I am so very tired of:
-- Jan-tit Jackson. Her mother "taught her strength"? Perhaps she should have given you your brother Michael's balls because you desperately need a pair.
-- Tyco jurors. Okay?
-- George Bush and his friends. ESPECIALLY Condeleeza Rice. But this has been tiring since day one.
-- Air America Radio. Who can wake up to something that puts you to sleep?
-- Donald Trump. Will someone please fire him???
-- That red headed kid on American Idol. In a word: flat. Fly him to the moon...PLEASE!
-- William Hung. To quote nacy Kerrigan, "Wh-y-y-y-y-y-y-y-y?"

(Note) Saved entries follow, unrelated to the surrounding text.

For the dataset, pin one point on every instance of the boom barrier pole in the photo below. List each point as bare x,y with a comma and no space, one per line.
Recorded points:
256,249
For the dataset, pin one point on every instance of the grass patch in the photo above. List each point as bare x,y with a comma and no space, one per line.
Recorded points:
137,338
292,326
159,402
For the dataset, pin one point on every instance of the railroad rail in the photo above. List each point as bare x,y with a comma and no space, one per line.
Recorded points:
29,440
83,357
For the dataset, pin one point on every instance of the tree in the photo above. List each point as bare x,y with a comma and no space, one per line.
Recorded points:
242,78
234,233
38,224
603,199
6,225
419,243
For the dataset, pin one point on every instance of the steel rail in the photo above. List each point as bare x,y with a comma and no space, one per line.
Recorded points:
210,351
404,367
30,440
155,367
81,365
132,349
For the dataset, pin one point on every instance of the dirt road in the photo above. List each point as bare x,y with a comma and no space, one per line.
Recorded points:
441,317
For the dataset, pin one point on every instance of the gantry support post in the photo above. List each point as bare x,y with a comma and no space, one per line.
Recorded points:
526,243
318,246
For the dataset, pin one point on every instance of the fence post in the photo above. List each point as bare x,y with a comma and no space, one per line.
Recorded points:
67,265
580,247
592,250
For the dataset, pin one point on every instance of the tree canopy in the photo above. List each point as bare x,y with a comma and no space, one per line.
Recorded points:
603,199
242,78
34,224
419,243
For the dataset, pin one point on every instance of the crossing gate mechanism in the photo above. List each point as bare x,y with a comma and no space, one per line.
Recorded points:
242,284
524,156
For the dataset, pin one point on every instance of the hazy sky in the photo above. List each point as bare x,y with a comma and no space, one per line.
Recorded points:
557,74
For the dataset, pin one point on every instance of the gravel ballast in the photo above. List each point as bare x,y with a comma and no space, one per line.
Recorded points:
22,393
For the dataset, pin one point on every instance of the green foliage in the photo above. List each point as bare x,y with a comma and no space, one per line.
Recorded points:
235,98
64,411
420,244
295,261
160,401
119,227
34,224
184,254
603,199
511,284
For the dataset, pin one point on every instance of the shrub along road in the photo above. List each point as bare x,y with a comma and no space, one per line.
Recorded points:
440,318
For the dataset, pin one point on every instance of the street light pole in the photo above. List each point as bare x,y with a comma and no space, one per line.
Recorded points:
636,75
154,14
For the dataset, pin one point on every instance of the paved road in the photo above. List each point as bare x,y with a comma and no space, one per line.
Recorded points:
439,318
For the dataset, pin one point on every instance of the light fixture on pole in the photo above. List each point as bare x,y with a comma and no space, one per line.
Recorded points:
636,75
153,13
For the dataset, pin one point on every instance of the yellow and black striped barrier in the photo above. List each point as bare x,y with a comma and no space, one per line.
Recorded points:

-- Having to enter a password for Bravo's site. You wanna keep Toby out that bad?
-- Madonna's new tour. I'm just bitter because I don't have tickets.
This joke, however, is NOT tired:
Q: What's the best part about fucking twenty eight year olds?
A: There's twenty of them.
I just spit all over the desk because of that joke. Brilliant.
Posted by: Ted | Wednesday, April 07, 2004 at 02:42 PM
I have nothing funny to contribute. Just letting you know that I giggled with glee at your joke.
Posted by: allan | Friday, April 02, 2004 at 12:25 AM
Here's a filthy, horrid, disgusting joke my lesbianca friend loves:
What do you do after eating a bald pussy? Put the diaper back on.
She's going to hell, oh yes, she's going straight there.